Friday, October 2, 2009

One Of A Kind

I was sitting here at the computer desk and Bean walks in. She says "hey mama can I go get one of my pumpkin candies to eat?" I say sure and keep working away here at the beast. A few minutes later she comes up, with s few sugar crystals around her lips and she says "here Mama", I look and she is holding up this tiny orange pumpkin for me. She just stood there, holding that pumkin aloft and smiling at me. The light from the window was bright and diffused and lighting her face up like an Angel's. I looked at her and then the entirety of my love for her sort of flooded through me.
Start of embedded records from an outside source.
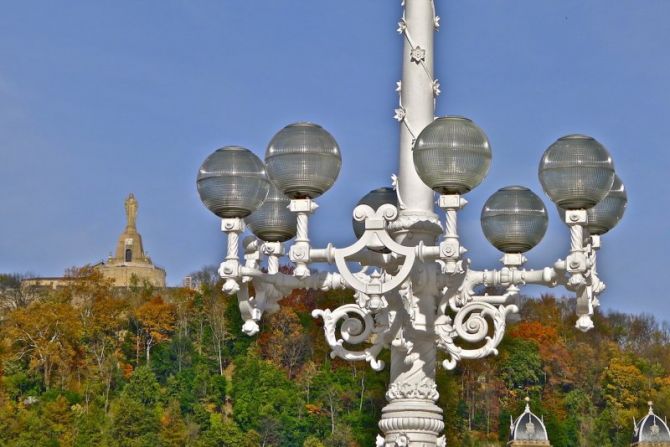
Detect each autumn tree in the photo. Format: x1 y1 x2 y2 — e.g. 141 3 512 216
171 287 196 372
135 295 176 364
57 266 127 410
208 297 230 376
3 299 82 388
260 307 311 378
0 272 34 312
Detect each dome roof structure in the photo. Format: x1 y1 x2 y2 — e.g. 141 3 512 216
508 398 551 446
632 402 670 446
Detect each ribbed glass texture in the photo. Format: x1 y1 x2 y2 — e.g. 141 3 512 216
481 186 548 253
413 116 492 194
196 146 270 218
265 122 342 199
352 187 398 240
557 175 627 235
245 182 297 242
538 135 615 210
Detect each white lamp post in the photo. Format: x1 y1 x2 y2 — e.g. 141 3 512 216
196 1 627 446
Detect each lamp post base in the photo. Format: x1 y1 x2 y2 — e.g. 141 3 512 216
379 400 445 446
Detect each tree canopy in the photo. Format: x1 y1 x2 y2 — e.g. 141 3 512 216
0 267 668 446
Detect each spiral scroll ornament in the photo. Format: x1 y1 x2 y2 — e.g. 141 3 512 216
312 304 387 371
435 301 519 370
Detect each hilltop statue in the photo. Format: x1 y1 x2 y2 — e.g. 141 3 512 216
125 193 138 229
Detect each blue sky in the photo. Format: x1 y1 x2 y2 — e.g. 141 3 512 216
1 1 668 321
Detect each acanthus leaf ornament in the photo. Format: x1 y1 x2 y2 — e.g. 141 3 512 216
386 378 439 401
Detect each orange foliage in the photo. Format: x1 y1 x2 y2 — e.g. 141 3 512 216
135 295 176 363
3 300 82 388
510 321 559 345
122 362 134 379
305 403 324 415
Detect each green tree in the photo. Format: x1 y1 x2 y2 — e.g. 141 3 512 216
110 395 160 447
198 413 260 447
498 338 543 391
123 365 161 406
I saw her for what she is and I realized how very deeply she has wound her way into my heart. This is nothing new really , I did know these things in almost the first minute I held her, but sometimes you get a flash and you just KNOW more than other times. It's like we walk around with this buffering system on because otherwise our love for our children would blind us.
So. I accepted that pumpkin and I pulled her up onto my lap and I curled her up and I hugged her and smelled her hair. I told her that I loved her. LOVED HER. I think she felt that moment too because she said "whoo! Gosh Mama am I the only one that you love?" I told her that no, she was not the only one that I loved that I was lucky enough to have many people that I loved but that my love for her was different, that it was one of a kind. She asked me how. I told her that my love for her was fierce. She wanted to know what that meant. I said fierce love is bright and bold, strong and big and can't be lost or broken, that it was the closest thing to magic that I could do.
"Whooo!" she said.



*"whooo!" =the thing that Ev says when she is overwhelmed with emotions- good ones. It always has been, I will know that I am in trouble when as a teen, she looks at a boy and a small "whoo!" slips out.

1 comment:

kitchu said...

what a fantastic post... i'm covered in goosebumps and adding you to bloglines.

and thank you for your comment today... it meant a lot.